Saturday we had our Thanksgiving family dinner, at my parent's place. A friend of Neil's came too, and the 6 of us had a great time eating and visiting and being thankful. Mom outdid herself yet again, and the food was wonderful. But the highlight, for me, was Maddy. She was funny and happy and sweet and a little running machine. She was so perfectly Maddy!
It's hard for me, sometimes, to believe that Maddy is my daughter. And the pessimist in me keeps waiting for something to go wrong... She's healthy and happy and growing well (so very very well). As an aside, I popped her on my parent's scale. 31 pounds. At 20 months. Within a few months (just after she turns 2?) we'll have to switch her carseat, it's only good until 40 pounds. I truly believed it would last until she was at LEAST 3. More like 4. Kiddo is a grower. But I keep wondering how I could be so blessed to be Maddy's mom. I feel like the luckiest woman alive to get to have the honour of raising her.
Sunday Neil, my mom, Maddy and I went to Prairie Gardens, near Bon Accord, for an outing. The place is about 1 hour away, so we wanted to be out and on the road by 2 (since the place closes at 5). Maddy went down at 1145am for her nap, we expected her up at 1pm. 130 LATEST. And at 140pm we were all waiting for her to rouse. In the end, we went in and woke her. There is a reason we don't wake Maddy from a nap. She is NOT A HAPPY GIRL when woken up. She whined much of the way there (although we were on the road at 3pm!). She was fussy there. And the pumpkin cannon? That sound made her VERY unhappy. But the corn gun (which shoots ears of corn at a board). Well, that wooshing noise was HORRIBLE to her little ears and many tears ensued. We thought we'd distract her by taking her on the "train" (a tractor with sides like a train that pulled carts that kind of looked like train cars) through the fields. And she straddled my lap the entire way, head buried in my chest, crying and whimpering much of the ride. Crying into the cheap blue mardi gras beads we were wearing as a sign of having paid admission, which streaked her teary and snotty face a light blue... She did finally calm and was looking around, saying hi to the trees, when we stopped at the pumpkin cannon. And WHUMP of the cannon meant tears again. We got her in the stores and looking at "PUMKEEN!" and she calmed enough to smile again. Baba bought Maddy her very own pumpkin. A little green and orange gourd, which Maddy insisted on biting chunks out of... but she was very proud of carrying it around. And the rest of the afternoon was wonderful! Even the cannon and gun were tolerated after a little snack of cookies and chips and fudge.

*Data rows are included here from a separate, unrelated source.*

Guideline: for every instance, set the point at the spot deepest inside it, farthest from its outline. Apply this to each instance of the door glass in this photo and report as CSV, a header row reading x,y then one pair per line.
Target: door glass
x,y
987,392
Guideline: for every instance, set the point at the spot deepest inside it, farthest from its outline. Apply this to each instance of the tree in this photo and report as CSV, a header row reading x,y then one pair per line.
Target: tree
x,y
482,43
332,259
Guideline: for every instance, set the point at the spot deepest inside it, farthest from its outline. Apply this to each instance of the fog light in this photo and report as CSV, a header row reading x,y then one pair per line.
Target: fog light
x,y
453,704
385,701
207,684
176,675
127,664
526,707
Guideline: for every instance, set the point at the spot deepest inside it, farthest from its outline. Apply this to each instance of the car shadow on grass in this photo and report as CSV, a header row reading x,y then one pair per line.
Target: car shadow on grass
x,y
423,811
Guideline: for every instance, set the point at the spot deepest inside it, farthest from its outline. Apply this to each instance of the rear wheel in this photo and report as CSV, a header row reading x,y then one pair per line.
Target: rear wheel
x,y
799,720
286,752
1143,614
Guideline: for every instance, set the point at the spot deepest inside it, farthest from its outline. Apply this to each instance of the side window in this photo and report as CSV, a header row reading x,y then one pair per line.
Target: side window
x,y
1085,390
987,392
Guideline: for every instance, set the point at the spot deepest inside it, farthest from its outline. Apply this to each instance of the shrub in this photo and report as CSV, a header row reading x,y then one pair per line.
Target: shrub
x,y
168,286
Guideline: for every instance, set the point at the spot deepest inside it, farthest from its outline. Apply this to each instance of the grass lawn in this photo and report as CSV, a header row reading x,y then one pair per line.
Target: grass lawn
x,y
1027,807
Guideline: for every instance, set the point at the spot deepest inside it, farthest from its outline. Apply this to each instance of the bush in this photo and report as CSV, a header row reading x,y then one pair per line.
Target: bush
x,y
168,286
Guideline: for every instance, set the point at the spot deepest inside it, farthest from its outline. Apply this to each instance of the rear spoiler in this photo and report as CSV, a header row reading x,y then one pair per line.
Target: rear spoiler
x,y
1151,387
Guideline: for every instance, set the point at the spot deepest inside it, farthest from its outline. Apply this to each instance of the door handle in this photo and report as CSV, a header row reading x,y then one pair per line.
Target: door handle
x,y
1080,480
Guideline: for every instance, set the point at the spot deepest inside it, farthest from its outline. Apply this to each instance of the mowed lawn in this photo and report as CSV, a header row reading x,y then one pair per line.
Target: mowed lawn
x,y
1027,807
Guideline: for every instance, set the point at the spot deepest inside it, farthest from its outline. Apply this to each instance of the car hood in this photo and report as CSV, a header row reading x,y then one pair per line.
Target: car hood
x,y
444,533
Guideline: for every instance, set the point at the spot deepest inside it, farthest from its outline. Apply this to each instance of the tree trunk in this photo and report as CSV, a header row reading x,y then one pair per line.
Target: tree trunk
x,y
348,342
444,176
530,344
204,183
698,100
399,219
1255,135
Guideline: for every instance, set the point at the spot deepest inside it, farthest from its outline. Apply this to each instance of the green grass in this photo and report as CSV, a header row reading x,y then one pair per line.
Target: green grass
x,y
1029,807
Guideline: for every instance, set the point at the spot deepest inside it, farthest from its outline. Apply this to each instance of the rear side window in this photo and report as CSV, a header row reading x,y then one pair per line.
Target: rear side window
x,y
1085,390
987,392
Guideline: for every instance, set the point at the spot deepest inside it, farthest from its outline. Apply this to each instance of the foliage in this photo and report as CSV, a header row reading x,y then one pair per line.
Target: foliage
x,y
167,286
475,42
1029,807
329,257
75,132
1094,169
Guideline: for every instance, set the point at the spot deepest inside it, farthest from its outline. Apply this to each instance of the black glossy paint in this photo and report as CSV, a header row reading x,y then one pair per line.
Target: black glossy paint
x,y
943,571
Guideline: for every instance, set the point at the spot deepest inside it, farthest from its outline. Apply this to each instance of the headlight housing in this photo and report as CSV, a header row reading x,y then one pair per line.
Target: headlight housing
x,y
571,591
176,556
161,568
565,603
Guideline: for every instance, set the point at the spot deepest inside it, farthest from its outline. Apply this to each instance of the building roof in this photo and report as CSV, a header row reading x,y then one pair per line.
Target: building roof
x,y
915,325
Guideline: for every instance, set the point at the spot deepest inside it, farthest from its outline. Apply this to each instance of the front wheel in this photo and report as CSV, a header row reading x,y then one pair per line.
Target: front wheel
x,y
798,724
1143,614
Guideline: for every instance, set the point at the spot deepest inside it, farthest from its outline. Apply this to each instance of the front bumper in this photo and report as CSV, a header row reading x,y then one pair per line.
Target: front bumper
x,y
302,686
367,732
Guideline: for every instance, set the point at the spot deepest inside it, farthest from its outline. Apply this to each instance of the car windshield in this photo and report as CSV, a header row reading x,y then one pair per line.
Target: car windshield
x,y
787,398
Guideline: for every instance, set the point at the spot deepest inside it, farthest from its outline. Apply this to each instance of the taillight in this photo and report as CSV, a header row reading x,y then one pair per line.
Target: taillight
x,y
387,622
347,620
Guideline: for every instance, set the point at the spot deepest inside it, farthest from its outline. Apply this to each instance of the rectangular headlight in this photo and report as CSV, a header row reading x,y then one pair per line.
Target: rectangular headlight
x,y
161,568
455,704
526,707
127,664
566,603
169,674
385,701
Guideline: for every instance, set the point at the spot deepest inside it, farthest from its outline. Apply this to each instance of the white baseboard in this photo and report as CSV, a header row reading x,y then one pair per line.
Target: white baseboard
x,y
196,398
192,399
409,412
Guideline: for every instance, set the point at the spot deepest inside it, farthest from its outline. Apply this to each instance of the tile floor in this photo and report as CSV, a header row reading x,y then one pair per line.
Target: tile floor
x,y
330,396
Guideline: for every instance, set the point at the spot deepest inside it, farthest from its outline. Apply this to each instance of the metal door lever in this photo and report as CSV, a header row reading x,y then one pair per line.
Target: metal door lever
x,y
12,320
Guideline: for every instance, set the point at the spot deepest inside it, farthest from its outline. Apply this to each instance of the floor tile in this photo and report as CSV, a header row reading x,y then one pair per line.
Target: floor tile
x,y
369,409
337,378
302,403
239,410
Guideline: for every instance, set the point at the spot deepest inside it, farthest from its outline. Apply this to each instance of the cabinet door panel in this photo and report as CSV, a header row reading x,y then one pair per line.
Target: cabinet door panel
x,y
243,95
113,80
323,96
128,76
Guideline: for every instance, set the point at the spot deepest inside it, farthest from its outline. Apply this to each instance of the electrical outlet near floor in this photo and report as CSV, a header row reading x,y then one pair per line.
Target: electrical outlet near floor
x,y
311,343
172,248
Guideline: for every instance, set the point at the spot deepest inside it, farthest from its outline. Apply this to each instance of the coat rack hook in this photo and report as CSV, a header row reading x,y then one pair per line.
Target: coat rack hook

These kinds of afternoons are what I want Maddy to remember about her childhood. There will be school and tests and chores and punishments. But when she thinks back to her early years, I want her to think of outings and fun and spending time as a family more than the not so fun stuff. My mom speaks of her regrets of my childhood, what she didn't do these things as much with me. She was concerned about being perfect (perfect house, perfect cooking and canning and baking, and caring for her parents and in-laws in the perfect way) that she didn't spend as much time just playing with me. And I am perfectly comfortable being a bit of a slob, with a weed filled garden, and bought cookies and only one kind of home-made jam...
However a new interest, which is Pintrest, has given me so many wonderful crafts and decor ideas for Maddy! I think this year she's a little young (and I am a little late) but next year we may just have a Halloween party because, seriously, some of the ideas are just SO awesome I can't help but want to do them all! But Christmas is the next focus - this is the year that we start to really establish traditions for our little family. I think there will be singing, since Maddy loves music. And good food, because there is ALWAYS food with us. But... advent calendars? Decor ideas? Do we have Maddy help put up the tree? Do we do it one night and surprise her?
Does anyone have any favorite Christmas traditions that they want to tell about? Any ideas on what we can do to make Christmas a time of magic and love and family for Maddy (not just about gifts)? Share-zees anyone?